# Park Resorts



## ralph-dot (May 10, 2005)

Any one besides me used these sites? They have 19 sites that have touring pitches, I have used the two on the north east coast both had indoor heated pools, both have wonderful sea views and enormous golden sandy beaches. The facilities for tourers are very basic but they usually only charge £7.00/night with electricity. I have been to my local one, Crimdon Dene for the last two Tuesdays (we have the twins all day Tuesday overnight and all day Wednesday and this is a good way to keep them amused, especially in the pool) and have booked again for one night next week and it is now only £5.00/night. You can find them on the net.

Ralph


----------



## ralph-dot (May 10, 2005)

Well if you haven't been to one, for the price it's well worth it. I am not interested in this myself but most of these sites also have entertainment.

Ralph


----------



## Steptoe (Nov 8, 2005)

I stayed at the Kessingland Beach resort during October half term two years ago, I thought that £5 a night was good value as it included hook-up and use of the pool (for the grandchildren) However the site was the boggiest I have come across, they had a tractor on standby to get people on and off :lol: 

I liked it so much that I tried to get in again last year but " Sorry we're fully booked so we're not doing the offer " 

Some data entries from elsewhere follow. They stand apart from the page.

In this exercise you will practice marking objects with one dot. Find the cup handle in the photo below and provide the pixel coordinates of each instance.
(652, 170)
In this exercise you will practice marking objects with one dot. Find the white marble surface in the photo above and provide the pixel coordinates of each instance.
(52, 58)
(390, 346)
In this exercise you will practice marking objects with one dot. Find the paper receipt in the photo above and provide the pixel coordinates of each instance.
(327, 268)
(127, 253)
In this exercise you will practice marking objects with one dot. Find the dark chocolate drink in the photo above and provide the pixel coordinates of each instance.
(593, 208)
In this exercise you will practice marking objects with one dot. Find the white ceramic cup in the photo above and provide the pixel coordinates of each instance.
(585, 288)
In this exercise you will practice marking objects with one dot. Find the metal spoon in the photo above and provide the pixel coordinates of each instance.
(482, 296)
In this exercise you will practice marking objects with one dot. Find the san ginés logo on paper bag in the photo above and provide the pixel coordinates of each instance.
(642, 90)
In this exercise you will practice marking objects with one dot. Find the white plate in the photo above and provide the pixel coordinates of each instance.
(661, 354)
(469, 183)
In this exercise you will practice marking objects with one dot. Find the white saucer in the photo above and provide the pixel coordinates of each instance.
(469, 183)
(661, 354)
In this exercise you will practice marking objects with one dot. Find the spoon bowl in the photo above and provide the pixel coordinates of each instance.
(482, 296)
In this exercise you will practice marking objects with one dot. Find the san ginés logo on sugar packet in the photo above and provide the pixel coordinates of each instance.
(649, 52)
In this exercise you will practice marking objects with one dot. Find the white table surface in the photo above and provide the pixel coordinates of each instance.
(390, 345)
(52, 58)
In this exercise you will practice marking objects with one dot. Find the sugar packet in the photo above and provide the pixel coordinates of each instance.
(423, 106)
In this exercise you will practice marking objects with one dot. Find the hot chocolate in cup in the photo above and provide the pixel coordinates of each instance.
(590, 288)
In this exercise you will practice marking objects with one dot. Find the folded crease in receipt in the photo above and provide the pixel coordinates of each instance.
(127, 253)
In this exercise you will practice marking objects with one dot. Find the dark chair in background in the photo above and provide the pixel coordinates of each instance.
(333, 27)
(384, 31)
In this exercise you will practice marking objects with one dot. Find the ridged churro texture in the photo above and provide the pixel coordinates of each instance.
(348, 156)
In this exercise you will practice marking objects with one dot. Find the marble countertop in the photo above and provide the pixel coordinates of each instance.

Presumably they are a bit desperate for customers again this year....


----------



## cabby (May 14, 2005)

sounds interesting, have you got a link or the www address please.


----------



## ralph-dot (May 10, 2005)

http://www.park-resorts.com/

Ralph


----------



## 99459 (May 29, 2006)

hi Ralph,
thanks for the link, have just booked for a weekend at ty mawe £8 for the weekend, just for an outing to try out the new van. have been to marten mere near blackpool before, the pitches are a bit on the small side but can put up with that for £8 with entertainment and swimming pool thrown in!!

cheers Russ


----------



## ralph-dot (May 10, 2005)

Hi Russ, remember if it's rubbish its not my fault but it is cheap.

Ralph


----------